Participants working on the ground affirmed that the VPA process creates a space for civil society to participate in negotiations but pointed to challenges during the implementation phase.
‘The challenge comes when you move from negotiation to implementation,' said Cath Long of the nongovernmental organisation Well Grounded. ‘Quite a few of the organisations we work with struggle with that. It is about ensuring that civil society organisations realize that they can participate in official processes and also still initiate, suggest and propose ideas during implementation. Certain organisations are doing that: picking up, developing projects and coming back to the government and holding them to account.'
Mardi Minangsari of the Environmental Investigation Agency in Indonesia affirmed that VPAs are creating space for participants but points to the challenge of maintaining it: ‘One of the biggest challenges for civil society is not really about creating space, but maintaining that space.'
Once solution to this challenge is to approach negotiation and implementation as one process, said Glen Asomaning of the World Wide Fund for Nature's (WWF) West Africa Forest Programme.
‘A lot of the time we see negotiation as one entity and implementation as another entity,' said Asomaning. ‘As much as possible, I would suggest that while negotiating we think about what we will do at the implementation stage.

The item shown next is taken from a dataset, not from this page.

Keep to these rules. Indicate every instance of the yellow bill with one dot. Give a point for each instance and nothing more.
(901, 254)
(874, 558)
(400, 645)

It is good to think about this before you conclude negotiations.'
Asomaning also suggested that VPA stakeholders begin in the negotiation phase to plan for resources needed during implementation.
‘One underlying factor is the resources you need to move the process forward,' said Asomaning. ‘My suggestion is to start thinking very early on about the financial, technical, infrastructure resources to get the process moving as soon as negotiation is completed.'
Looking ahead, Bernard Crabbé outlined five priority actions for 2013–2014:
• Implementing VPAs and delivering the first shipments of FLEGT-licensed timber
• Concluding ongoing VPA negotiations while preparing for the implementation of these agreements
• Implementing the EU Timber Regulation
• Increasing engagement with the private sector
• Launching a 10-year review of the Action Plan (2003–2013)
Hugo-Maria Schally, head of the Global Sustainability, Trade and Multilateral Agreements Unit at the European Commission's Directorate-General for Environment, reflected positively on a decade since agreement of the FLEGT Action Plan. ‘FLEGT is on track for fully implementing what was planned 10 years ago,' he said.